Fleet Coordination for Risk Management

// Multiple agents collaborate on risk management
const riskFleet = await FleetManager.coordinate({
  strategy: 'risk-based-testing',
  agents: [
    'qe-regression-risk-analyzer',    // Identify risks
    'qe-test-generator',              // Generate risk-targeted tests
    'qe-test-executor',               // Execute by priority
    'qe-production-intelligence',     // Update risk from production
    'qe-quality-gate'                 // Make release decision
  ],
  topology: 'sequential'
});

// Executes full risk-based workflow
await riskFleet.execute({
  release: 'v3.2',
  riskMatrix: 'e-commerce-default'
});

Agent-Assisted Risk Workshops

// Agent facilitates risk identification workshop
const workshop = await qe-requirements-validator.facilitateRiskWorkshop({
  participants: ['product', 'dev', 'qe', 'support', 'security'],
  features: ['new-checkout-flow'],
  duration: '60min'
});

// Agent synthesizes input into risk matrix
// Identifies: 15 risks across 5 categories
// Prioritizes: 3 critical, 5 high, 7 medium
// Recommends: Test strategy per risk level

Related Skills

Core Quality Practices:

Testing Approaches:

Communication:


Remember

Perfect testing is impossible. Smart testing is achievable.

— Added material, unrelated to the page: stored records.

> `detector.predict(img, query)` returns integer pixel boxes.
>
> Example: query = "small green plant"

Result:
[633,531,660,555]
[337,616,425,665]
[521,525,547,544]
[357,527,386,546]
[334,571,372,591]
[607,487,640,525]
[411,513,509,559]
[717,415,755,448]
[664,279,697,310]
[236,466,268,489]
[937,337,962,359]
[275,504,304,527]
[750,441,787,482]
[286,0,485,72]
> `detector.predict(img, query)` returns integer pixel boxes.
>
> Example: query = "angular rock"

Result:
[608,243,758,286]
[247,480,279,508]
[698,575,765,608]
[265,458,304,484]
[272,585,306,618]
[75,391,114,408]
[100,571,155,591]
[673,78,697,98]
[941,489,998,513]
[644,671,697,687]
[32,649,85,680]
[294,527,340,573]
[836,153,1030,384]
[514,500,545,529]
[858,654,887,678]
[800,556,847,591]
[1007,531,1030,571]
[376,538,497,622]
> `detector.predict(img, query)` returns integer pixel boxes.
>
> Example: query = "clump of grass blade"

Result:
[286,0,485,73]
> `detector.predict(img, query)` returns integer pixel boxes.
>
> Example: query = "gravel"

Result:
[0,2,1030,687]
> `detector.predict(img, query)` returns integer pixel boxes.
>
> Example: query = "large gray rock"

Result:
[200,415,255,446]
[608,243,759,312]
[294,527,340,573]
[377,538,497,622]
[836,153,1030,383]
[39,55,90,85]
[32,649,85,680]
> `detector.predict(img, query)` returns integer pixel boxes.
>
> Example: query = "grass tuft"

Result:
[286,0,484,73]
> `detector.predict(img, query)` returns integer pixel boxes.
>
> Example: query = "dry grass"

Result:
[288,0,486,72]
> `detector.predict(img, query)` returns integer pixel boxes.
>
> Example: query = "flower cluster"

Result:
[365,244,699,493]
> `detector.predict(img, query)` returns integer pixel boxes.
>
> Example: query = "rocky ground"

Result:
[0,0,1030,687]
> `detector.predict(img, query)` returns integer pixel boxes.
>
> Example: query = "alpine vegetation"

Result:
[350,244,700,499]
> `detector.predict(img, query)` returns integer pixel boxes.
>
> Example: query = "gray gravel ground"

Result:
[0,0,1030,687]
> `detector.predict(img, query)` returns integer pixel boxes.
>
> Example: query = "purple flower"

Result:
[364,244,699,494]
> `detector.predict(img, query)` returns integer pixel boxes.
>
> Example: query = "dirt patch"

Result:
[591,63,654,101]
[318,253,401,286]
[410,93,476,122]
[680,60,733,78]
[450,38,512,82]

Focus effort where it matters most. Accept that low-risk areas might have bugs. Communicate risk clearly. Adjust as you learn.

Risk-based testing isn't about testing less - it's about testing smarter.

With Agents: Agents automate risk scoring, continuously update risk matrices from production data, and orchestrate test generation based on risk priorities. Use agents to make risk-based testing data-driven and scalable.